By the end of an episode, you have these crazy mechanical creations built from components performing functions totally different to what they were designed to do. But they work. (Usually.)
They work because the contestants don’t just understand what each component is designed for – they understand the universal mechanics of how it works and how to repurpose it into something new.
And you can totally do this with writing. I call it freestyling. It’s really effective and amusing when done well. Here are a couple of examples:
If Kanye is Joaquin Phoenixing us, I will shit my pants.
– @SpenceDen, Twitter
This made me laugh. The context isn’t massively important – Kanye West was in the news for doing something ridiculous, as he does. This tweeter thinks maybe he is just deliberately acting bizarrely as a setup for some kind of artistic project he has secretly in the works. (Just like Joaquin Phoenix did in 2008 for the film I’m Still Here.)
So in this tweet, we have a proper noun (Joaquin Phoenix), suffixed with an ‘ing’ and used as a verb. It’s not what proper nouns are designed to do, and it very much breaks ‘the rules’, but it works because the writer understands the universal mechanics behind it. Just like a jet ski made from planks of wood and a motorbike engine.

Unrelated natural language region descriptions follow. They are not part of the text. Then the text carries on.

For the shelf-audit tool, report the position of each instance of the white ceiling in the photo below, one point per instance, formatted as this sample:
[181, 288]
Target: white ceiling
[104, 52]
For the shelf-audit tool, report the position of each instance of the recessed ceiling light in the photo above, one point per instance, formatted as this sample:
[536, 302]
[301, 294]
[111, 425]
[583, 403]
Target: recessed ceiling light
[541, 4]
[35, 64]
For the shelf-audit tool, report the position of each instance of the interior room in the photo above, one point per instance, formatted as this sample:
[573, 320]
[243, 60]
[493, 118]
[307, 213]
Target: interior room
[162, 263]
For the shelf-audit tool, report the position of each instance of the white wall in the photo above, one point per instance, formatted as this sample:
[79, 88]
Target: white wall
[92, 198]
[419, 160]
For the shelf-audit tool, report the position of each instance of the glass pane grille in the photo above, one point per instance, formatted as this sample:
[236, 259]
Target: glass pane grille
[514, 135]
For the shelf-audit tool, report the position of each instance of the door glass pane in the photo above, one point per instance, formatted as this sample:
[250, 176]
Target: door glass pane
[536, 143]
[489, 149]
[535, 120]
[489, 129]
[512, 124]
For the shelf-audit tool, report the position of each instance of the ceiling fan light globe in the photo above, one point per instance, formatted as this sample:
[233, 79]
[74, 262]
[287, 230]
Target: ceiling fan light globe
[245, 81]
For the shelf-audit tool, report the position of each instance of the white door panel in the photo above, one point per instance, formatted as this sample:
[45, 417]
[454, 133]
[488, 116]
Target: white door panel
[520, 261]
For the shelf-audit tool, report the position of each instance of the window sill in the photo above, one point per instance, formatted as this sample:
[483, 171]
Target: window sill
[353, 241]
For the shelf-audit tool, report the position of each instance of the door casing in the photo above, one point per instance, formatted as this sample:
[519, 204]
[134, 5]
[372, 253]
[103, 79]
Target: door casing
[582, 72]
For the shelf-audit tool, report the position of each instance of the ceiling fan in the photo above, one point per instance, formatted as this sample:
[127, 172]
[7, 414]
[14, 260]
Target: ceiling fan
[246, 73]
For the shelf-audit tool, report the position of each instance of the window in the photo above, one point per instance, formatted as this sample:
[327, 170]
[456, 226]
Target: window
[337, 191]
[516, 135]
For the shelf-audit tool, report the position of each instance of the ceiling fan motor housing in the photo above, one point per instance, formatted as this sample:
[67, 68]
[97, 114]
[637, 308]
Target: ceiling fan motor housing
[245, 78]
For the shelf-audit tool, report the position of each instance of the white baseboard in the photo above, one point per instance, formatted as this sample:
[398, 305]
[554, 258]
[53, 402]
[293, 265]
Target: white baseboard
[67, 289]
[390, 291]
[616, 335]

“Are yez lookin’ fer a buncher daffs?”
– Lern Yerself Scouse, Volume 2.
This comes from a book my fiancée gave me to help me understand the locals when I visit her in Liverpool. Apparently this saying is a threat of violence on Merseyside. The ‘daffs’, the book tells me, are a reference to the daffodils that would be displayed at a person’s impending funeral if they don’t heed the warning.
As you might expect, MS Word’s spellchecker absolutely hates this sentence – of the seven words it contains, four of them have a red squiggly line underneath. But it works. The writer understands how the words they write on the page will sound in the reader’s head. So those words don’t even need to be actual words you’d find in a dictionary. They follow the universal mechanics of written English, so they’re effective.
But it’s still okay to be irked by technical errors
It’s a good thing even. Technical correctness is important for effective writing. It’s just good to remember it’s not the only important thing.
This is just another case of language evolving quicker than some people are okay with. And even the most progressive writers of today still have their bugbears. I’ll happily admit that any time an American writes ‘I could care less’, I straight-up stop reading – because this person doesn’t deserve my attention until they can learn to FOLLOW THE RULES!!!
Oops. Like I said: no one’s completely immune to a bit of good ol’ grammar pedantry.